Hell, it wouldn't even move the needle on racial bias much because LLMs have already shown themselves to be prejudiced against minorities due to the stereotypes in their training data.
[0]Even though no other free society has to pay that price but whatever.
Far more deaths by automobile than homicides by guns.
In the US, guns and automobiles kill roughly the same number of people each year.
Guns are actually easier to control and significantly reduce ability to target multiple people at once. There are a lot of countries successfully controlling guns.
To the argument that then only criminals have guns - in India at least, criminals have very limited access to guns. They have to resort to unreliable handmade guns which are difficult to procure. Usually criminals use knives and swords due to that.
> Guns are actually easier to control
This would not be the case in the US.
> The danger is that it's as clear as day that in the future someone is gonna be killed.
This argument can be made about almost every technology, including fire, electricity, and even the base "technology" of just letting a person watch a camera feed.
I'm not downplaying the risks. I'm saying that we should remember that almost everything has risks and benefits, and as a society we decide for or against using/doing them based mostly on the ratio between those two things.
So we need some data on the rates of false vs. true detections here. (A value judgment is also required.)
> This argument can be made about almost every technology, including fire, electricity, and even the base "technology" of just letting a person watch a camera feed.
huh, i can think of at least one recent example of a popular figure using this kind of argument to extreme self-detriment.
Is HN really this ready to dive into obvious logical fallacies?
My original comment, currently sitting at -4, has so far attracted one guilt-by-association plus implied-threat combo, and no other replies. To remind readers: My horrifying proposal was to measure both the risks and the benefits of things.
If anyone genuinely thinks measuring the risks and benefits of things is a bad idea, or that it is in general a good idea but not in this specific case, please come forward.
> Is HN really this ready to dive into obvious logical fallacies?
No, which is why your comment was downvoted - the following is a fallacy:
> This argument can be made about almost every technology,
That's the continuum fallacy.
No, it isn't the continuum fallacy.
I'm not claiming that a continuous range exists, and that one end cannot be distinguished from the other because the slope between those points is gradual. I'm claiming that there is a category, called technology, and everything in that category is subject to that argument.

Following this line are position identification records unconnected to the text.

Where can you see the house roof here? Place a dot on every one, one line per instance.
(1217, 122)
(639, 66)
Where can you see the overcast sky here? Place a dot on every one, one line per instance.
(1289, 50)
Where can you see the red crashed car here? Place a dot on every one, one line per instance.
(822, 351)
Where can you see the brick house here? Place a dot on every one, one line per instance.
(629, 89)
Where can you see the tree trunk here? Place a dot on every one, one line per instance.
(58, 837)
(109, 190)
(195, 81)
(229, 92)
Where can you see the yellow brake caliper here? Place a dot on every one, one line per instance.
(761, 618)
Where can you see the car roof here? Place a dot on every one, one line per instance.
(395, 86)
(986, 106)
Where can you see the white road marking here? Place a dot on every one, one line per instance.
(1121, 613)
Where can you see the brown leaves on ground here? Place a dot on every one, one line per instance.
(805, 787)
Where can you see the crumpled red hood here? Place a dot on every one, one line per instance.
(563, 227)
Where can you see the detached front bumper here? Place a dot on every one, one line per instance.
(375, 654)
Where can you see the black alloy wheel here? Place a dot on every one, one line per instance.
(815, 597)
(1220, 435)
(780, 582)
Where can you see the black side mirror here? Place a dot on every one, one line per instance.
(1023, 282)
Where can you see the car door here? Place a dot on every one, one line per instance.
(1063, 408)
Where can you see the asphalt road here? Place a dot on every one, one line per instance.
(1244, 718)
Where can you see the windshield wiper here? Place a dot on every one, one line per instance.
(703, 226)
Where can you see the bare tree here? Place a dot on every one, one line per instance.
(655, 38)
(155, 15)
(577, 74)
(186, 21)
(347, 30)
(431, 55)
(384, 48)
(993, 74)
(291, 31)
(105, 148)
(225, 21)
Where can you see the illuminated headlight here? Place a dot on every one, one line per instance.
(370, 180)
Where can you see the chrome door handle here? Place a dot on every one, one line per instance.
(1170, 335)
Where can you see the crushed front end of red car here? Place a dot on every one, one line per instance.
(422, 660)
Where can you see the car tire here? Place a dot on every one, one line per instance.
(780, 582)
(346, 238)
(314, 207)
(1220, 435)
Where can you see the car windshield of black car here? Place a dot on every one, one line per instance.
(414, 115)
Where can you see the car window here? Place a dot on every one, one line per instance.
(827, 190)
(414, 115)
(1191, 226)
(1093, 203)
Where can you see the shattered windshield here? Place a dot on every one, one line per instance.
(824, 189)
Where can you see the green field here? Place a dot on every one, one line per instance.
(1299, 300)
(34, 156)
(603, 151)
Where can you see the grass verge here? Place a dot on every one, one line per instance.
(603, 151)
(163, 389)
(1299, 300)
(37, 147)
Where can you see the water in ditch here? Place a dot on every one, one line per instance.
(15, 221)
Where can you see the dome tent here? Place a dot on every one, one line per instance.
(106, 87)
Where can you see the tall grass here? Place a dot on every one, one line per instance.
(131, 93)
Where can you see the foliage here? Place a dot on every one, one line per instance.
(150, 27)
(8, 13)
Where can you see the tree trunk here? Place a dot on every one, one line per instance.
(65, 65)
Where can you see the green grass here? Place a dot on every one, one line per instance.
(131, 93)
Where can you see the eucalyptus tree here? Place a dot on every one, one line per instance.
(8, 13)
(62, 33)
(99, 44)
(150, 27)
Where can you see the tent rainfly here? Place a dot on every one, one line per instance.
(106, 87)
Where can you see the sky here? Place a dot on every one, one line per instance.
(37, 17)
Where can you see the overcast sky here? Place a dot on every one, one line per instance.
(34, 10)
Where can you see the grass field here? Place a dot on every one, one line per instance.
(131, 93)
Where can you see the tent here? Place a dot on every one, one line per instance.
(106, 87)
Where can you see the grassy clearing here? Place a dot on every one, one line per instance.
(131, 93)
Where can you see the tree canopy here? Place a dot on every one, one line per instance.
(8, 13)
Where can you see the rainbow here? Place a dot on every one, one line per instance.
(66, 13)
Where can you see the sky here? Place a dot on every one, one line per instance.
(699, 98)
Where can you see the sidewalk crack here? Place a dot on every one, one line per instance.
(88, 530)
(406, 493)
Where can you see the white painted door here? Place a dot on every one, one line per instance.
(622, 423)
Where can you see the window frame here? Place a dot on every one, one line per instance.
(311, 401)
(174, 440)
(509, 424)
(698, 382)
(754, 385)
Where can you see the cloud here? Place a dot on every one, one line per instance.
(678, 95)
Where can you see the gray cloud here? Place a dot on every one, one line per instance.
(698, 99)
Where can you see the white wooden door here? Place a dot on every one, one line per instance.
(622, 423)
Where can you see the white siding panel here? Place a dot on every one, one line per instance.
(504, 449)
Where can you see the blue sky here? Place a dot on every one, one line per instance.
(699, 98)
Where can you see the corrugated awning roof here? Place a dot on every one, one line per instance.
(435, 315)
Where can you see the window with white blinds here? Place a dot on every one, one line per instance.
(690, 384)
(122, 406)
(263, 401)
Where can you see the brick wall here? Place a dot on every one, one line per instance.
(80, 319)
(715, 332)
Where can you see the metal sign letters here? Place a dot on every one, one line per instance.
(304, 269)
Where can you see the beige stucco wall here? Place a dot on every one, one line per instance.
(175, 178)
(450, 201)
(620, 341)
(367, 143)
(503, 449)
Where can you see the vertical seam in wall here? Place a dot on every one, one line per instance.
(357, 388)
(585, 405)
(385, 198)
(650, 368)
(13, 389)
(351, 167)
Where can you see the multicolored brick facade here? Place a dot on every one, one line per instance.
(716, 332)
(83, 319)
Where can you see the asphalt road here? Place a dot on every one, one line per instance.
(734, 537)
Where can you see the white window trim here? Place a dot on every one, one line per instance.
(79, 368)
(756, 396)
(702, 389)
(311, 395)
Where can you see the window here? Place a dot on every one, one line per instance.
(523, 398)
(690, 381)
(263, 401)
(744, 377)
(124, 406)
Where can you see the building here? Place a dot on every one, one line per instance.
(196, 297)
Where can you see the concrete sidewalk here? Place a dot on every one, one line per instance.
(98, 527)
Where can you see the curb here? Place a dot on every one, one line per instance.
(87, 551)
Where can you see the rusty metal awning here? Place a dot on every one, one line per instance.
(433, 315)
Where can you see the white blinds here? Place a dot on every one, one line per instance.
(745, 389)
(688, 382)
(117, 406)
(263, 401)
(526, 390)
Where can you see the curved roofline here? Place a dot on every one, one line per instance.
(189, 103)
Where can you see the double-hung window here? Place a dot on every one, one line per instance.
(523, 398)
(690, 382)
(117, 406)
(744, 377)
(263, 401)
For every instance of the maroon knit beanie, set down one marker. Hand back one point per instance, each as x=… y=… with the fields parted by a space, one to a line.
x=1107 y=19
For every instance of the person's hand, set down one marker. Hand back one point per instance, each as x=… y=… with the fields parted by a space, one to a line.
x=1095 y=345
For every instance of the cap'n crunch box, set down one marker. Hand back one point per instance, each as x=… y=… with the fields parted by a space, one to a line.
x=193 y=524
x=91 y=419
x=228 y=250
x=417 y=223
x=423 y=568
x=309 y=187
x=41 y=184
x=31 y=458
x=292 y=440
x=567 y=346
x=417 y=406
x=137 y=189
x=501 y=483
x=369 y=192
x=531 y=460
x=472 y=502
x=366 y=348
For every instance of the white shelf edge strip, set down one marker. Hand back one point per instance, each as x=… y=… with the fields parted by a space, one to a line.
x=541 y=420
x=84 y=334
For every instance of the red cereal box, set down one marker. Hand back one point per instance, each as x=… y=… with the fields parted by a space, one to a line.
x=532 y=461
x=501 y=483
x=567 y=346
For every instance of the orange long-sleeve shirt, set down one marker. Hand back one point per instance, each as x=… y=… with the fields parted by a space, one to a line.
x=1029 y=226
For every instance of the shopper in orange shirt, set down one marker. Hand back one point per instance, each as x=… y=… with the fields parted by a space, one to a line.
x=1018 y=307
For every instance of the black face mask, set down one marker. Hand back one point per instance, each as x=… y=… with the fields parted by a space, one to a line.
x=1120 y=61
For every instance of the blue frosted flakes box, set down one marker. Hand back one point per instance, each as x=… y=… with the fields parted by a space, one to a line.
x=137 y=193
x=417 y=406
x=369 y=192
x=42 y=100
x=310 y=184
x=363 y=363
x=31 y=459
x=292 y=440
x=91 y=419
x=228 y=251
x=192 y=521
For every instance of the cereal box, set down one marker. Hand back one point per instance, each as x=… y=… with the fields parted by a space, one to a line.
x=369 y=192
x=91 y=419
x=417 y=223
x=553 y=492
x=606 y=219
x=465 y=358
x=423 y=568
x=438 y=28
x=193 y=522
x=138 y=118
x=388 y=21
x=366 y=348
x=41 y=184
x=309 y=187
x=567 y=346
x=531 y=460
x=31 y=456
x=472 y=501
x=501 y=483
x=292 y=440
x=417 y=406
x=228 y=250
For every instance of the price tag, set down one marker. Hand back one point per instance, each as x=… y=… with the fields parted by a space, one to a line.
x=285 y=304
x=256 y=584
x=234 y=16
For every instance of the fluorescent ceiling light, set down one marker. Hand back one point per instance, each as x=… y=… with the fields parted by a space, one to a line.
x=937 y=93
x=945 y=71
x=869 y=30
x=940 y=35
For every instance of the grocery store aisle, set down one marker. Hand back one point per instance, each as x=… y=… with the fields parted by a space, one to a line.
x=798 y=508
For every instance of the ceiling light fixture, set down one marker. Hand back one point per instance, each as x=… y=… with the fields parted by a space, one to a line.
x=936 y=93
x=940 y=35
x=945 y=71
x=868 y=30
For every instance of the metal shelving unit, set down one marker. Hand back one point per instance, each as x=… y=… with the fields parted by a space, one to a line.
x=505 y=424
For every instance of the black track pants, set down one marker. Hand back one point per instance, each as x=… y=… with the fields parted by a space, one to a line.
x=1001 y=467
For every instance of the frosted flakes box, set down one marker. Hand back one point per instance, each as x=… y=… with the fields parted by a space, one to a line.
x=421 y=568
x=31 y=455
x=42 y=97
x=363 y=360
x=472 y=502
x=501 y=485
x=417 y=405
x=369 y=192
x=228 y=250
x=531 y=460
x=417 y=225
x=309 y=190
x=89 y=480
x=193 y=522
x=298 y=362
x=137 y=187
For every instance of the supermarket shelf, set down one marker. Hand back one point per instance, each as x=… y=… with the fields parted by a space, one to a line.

If you want to dispute that, it's incumbent on you to provide evidence for why some technology subcategories should not be subject to that argument.
Specifically: You need to present a case for why AI devices like the one discussed in TFA should not be evaluated in terms of their risks and benefits to society.
Good luck with that argument.
sorry for being glib; it was low hanging fruit. my actual point should have been more clearly stated: measuring risk/benefit is really complicated because there's almost never a direct comparison to be made when balancing profit, operational excellence and safety.